Wielbłąd, który nazywa się Jack Daniels znów cieszy raciborzan na Rynku [ŻYWA SZOPKA]
Kozy, barany i kucyki umieszczono w żywej szopce, która na trzy dni pojawiła się na Rynku w Raciborzu. Jednak największe zainteresowanie wzbudza wielbłąd. Można go karmić, oprowadzać, a nawet na nim pojeździć.
Zwierzęta przyjechały z rancza, które mieści się na Opolszczyźnie, w miejscowości Rozwadza. Właścicielka Patrycja Lepich jest zaprzyjaźniona w Raciborzu z Ludwikiem Gorczycą z Huzarskiej Doliny, bierze tu udział w Hubertusie.
W czwartek na Rynku w Raciborzu było ciepło niczym w Betlejem. Pod kościołem św. Jakuba stała ciężarówka, a przy niej uwiązany był wielbłąd. - Nazywa się Jack Daniels. Tak, jak ten alkohol. Reaguje na to imię. Wykonuje komendy, można na nim jeździć, nawet tutaj, ale z tym lepiej radzi sobie moja żona - mówił Krzysztof Lepich, który przywiózł zwierzęta z Rozwadzy.
Przyznał, że na wielbłądzie jeździ się trudniej niż na koniu. - Jest wyżej, nie ma kantara. Ja sporo jeżdżę, biorę udział w rekonstrukcjach historycznych, ale opanować wielbłąda nie jest tak łatwo jak konia - powiedział Nowinom mąż Patrycji Lepich.
Mimo południowej pory przy szopce jest gwarno, przyszło sporo osób - rodzice z dziećmi. Te najmłodsze są zachwycone. - Świetne, że w centrum miasta można oglądać takie zwierzątka. Na co dzień to niemożliwe - mówiła nam jedna z mam. Od taty innych dzieci dowiedzieliśmy się, że jest częstym gościem mini-zoo w Oborze. - Dzieciaki są przyzwyczajone do baranków czy kóz, ale tu wrażenie robi ten wielbłąd - cieszył się mężczyzna.

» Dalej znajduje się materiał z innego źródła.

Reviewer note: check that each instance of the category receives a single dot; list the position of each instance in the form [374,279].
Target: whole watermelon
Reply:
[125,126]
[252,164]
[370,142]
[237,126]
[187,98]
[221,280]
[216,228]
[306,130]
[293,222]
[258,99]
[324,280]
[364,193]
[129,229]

Żywą szopkę można oglądać jeszcze w czwartek 28 grudnia w godzinach od 13 do 19 - to trzeci dzień jej prezentacji w Raciborzu. Za ubiegłoroczne wystawienie szopki i koncert kolęd Miasto zapłaciło ok. 20 tys. zł.
Taaa... żeby napisać komentarz na temat trzeba najpierw przyjrzeć się zwierzątką, co nie?!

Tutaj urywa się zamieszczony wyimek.